I am not as ingenious, knowledgeable or clever as Ray Mears,
I am 63, a little old lady...how could I have my adventure, bring into it as
much as is possible of all that has inspired me, and keep myself
safe.........there was the seeds of it all, lay before me, less than two months
ago.
Today is the decision day. The light at the end of the
darkness; is there, in my own hands. All the research has come together,
all the inspirations, the positives and the negatives have joined the dots of
my questions into a workable theory and it is time.
My time.
Throughout my mental processing I have had the support of a
network of beautiful people. Friends, sisters in strife, brothers in bother and
steady, balanced people with thoughts, concerns, objections, promotions and a
variety of comments... (most not printable in an article viewed by any age
group).
I have been told to stop, to do it, to wait, to go now and
advised methodically and consistently to do my research before I make my decisions.

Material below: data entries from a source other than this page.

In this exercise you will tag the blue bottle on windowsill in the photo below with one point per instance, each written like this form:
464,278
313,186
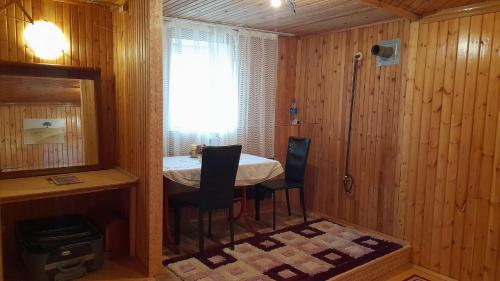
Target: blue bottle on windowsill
293,113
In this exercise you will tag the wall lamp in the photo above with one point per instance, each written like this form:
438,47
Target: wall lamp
43,37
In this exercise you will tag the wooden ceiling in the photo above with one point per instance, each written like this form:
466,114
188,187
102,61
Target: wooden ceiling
312,16
424,7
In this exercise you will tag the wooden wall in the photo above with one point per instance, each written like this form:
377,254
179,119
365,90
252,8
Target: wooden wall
322,89
449,197
138,65
126,46
426,136
89,31
15,155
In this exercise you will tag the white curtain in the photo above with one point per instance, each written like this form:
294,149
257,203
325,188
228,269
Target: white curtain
219,87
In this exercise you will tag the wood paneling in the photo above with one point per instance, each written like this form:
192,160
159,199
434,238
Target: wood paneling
88,29
36,90
451,213
425,152
422,7
312,15
91,31
324,67
138,65
15,155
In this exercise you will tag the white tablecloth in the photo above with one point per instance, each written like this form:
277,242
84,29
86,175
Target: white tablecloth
252,170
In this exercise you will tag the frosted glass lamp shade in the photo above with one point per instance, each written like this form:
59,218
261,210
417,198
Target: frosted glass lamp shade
45,39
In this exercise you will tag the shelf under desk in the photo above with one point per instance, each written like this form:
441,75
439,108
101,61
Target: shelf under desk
24,189
33,188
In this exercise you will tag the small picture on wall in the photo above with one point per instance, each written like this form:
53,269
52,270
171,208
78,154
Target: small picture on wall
44,131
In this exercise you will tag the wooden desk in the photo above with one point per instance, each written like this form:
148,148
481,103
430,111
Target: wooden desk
24,189
33,188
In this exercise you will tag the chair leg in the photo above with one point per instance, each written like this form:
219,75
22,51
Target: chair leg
177,224
288,202
303,203
274,210
231,226
257,203
210,224
201,240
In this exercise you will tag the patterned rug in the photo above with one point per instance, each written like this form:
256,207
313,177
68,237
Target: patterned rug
317,250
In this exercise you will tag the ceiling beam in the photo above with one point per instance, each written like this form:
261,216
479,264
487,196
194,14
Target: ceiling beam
391,9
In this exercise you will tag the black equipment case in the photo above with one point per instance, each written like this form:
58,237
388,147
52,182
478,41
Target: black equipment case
61,248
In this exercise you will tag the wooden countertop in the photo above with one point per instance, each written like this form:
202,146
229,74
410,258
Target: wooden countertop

I have taken it all on board.
Those who have written, e mailed and rung me, in boxed me
with numerous links and articles have had my very best interests at heart. For
that I love them unconditionally. To be the focus of so many person’s real
concerns, expressed in terms they knew I could accept fully, is humbling.
I have, taken it all on board, I have begun my own physical
processes and I am determined.
I will begin my adventures, with Caesar and Jake as my
companions, cameras and lap top, kindle and I phone all safely tucked up in my
little car by the end of October.
I am ready, my heart, my body, my mind is all focused on the
journey yet to be.
At the root of it all is the thoughts that began this madcap
idea.
My father, bless his soul, passed to the next realm at the
age of 67, my dear mother is still with us at the magnificent age of 87, heart
whole, mind as sharp as a blade and more life in her little finger than I have
in my entire self.
The thought was simple,
IF I live as long as my Dada then I have 4 Christmases, 4
Birthdays, 4 years to enjoy all that I have so much wanted to see and
experience.
IF I am blessed with my Mothers energy and hold on life, I
will only have a limited time before my body will be too fragile to take the
many extra testing points such a journey will naturally create.
It is time, I have maybe 4 maybe 24 years ahead of my life.
It is time.............to hit the road.